I've actually just been working on something very similar:
multiple processes (for me a processing pool of 4 to 32 workers)
each process worker does some stuff that includes getting information
from the web (a call to the Alchemy API for mine)
each process opens its own sqlite3 connection, all to a single file, and each
process adds one entry before getting the next task off the stack
At first I thought I was seeing the same issue as you, then I traced it to overlapping and conflicting issues with retrieving the information from the web. Since I was right there I did some torture testing on sqlite and multiprocessing and found I could run MANY process workers, all connecting and adding to the same sqlite file without coordination and it was rock solid when I was just putting in test data.
So now I'm looking at your phrase "(fetching data from the web)" - perhaps you could try replacing that data fetching with some dummy data to ensure that it is really the sqlite3 connection causing you problems. At least in my tested case (running right now in another window) I found that multiple processes were able to all add through their own connection without issues but your description exactly matches the problem I'm having when two processes step on each other while going for the web API (very odd error actually) and sometimes don't get the expected data, which of course leaves an empty slot in the database.
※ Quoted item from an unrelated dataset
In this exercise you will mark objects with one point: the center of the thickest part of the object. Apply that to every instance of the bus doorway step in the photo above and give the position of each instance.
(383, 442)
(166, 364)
My eventual solution was to detect this failure within each worker and retry the web API call when it happened (could have been more elegant, but this was for a personal hack).
My apologies if this doesn't apply to your case, without code it's hard to know what you're facing, but the description makes me wonder if you might widen your considerations.
sqlitedict: A lightweight wrapper around Python's sqlite3 database, with a dict-like interface and multi-thread access support.
If I had to build a system like the one you describe, using SQLITE, then I would start by writing an async server (using the asynchat module) to handle all of the SQLITE database access, and then I would write the other processes to use that server. When there is only one process accessing the db file directly, it can enforce a strict sequence of queries so that there is no danger of two processes stepping on each others toes. It is also faster than continually opening and closing the db.
In fact, I would also try to avoid maintaining sessions, in other words, I would try to write all the other processes so that every database transaction is independent. At minimum this would mean allowing a transaction to contain a list of SQL statements, not just one, and it might even require some if then capability so that you could SELECT a record, check that a field is equal to X, and only then, UPDATE that field. If your existing app is closing the database after every transaction, then you don't need to worry about sessions.